Zur Therapie von COVID-19 mit Rekonvaleszentenplasma gibt es neue Erkenntnisse. Entscheidend für den Erfolg dieser Therapieform scheint vor allem der Zeitpunkt zu sein.
Über die Behandlung von COVID-19-Patienten mit Rekonvaleszentenplasma haben wir bereits mehrmals berichtet (z. B. hier oder hier). Die Wirksamkeit dieser Therapieform ist aber bislang unklar, weil die Studienlage durchwachsen ist. Ein Editorial im NEJM ordnet die bisherigen Erkenntnisse ein.
Anfangs zielte man bei der Behandlung mit Rekonvaleszentenplasma auf moderat bis schwerkranke hospitaliserte COVID-Patienten ab. Mehrere randomisierte Studien ergaben hier aber keinen Vorteil für die Patienten. Allerdings, so heißt es einschränkend im NEJM, waren einige Studien underpowered und äußerst heterogen, unter anderem hinsichtlich der Eigenschaften des verwendeten Rekonvaleszenzplasmas (z. B. dessen Antikörpergehalt). Qualitativ hochwertige Studien sind daher dringend notwendig.
Bessere Ergebnisse scheint die Therapie mit Rekonvaleszentenplasma zu erzielen, wenn sie so früh wie möglich im Verlauf der Krankheit gegeben wird. Aktuell kann sich die Studie von Joyner et al. dahingehend sehen lassen.
Sie haben in einer Doppelblindstudie untersucht, ob die frühzeitige Gabe von Rekonvaleszentenplasma mit einer hohen Menge an Antikörpern eher mit einem reduziertem Mortalitätsrisiko assoziiert ist als Plasma, das weniger Antikörper enthält.
Die Autoren erfassten die Levels der Anti-SARS-CoV-2-IgG im Plasma, das für die Behandlung hospitalisierter Patienten mit COVID-19 zum Einsatz kam. Die Transfusion mit Plasma oder Placebo erfolgte innerhalb von 72 Stunden nach der Diagnose und die Probanden waren im Alter von 65 bis 74 Jahren.

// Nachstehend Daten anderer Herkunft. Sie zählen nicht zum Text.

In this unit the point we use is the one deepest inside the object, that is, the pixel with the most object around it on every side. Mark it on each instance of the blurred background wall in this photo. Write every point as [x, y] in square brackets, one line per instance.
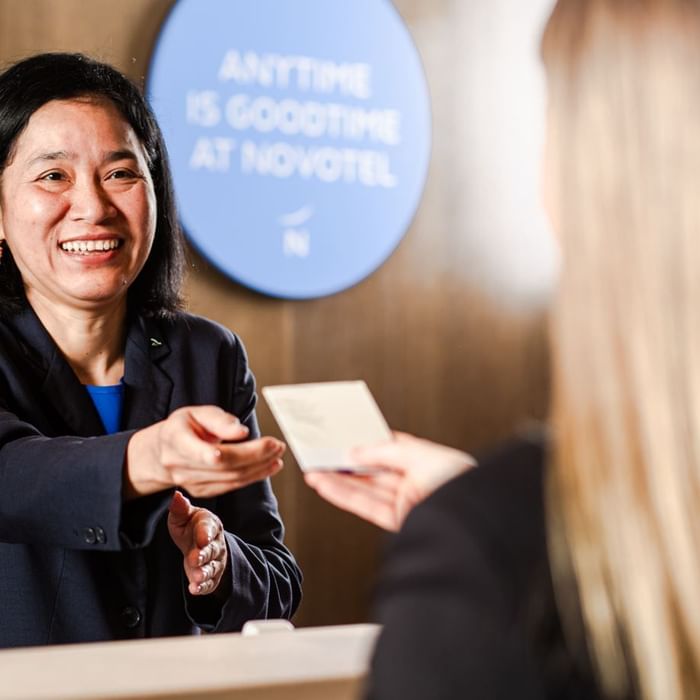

In der Hochtiter-Gruppe wurde ein niedrigeres Mortalitätsrisiko innerhalb von 30 Tagen beobachtet verglichen mit der Niedrig-Titer-Gruppe, allerdings nur, wenn keine invasive Beatmung stattfand. Bei den Patienten, die invasiv beatmet wurden, konnte kein Effekt auf die Mortalität festgestellt werden.
Die Autoren schlussfolgern, dass die frühe Verabreichung von hochtitrigem Rekonvaleszenzplasma gegen SARS-CoV-2 an leicht erkrankte, ältere Erwachsene das Fortschreiten von COVID-19 reduziert.
„In Deutschland wird Rekonvaleszentenplasma im Moment eher wenig eingesetzt“, sagt Prof. Christian Karagiannidis gegenüber DocCheck. Er ist Leiter des ARDS- und ECMO- Zentrums Köln-Merheim und wissenschaftlicher Leiter des DIVI-Intensivregisters. „Die Daten sind gar nicht so schlecht, sofern das Plasma in den ersten 72 Stunden eingesetzt wird. Da sehe ich einen Stellenwert“, erklärt der Beatmungsmediziner. „Entscheidend ist, dass es so früh wie möglich gegeben wird. Das gilt wahrscheinlich analog auch für die synthetischen Antikörpertherapien.“ Die Leitliniengruppe der DIVI plane in den kommenden Wochen eine abschließende Bewertung des Themas, so Karagiannidis zu DocCheck.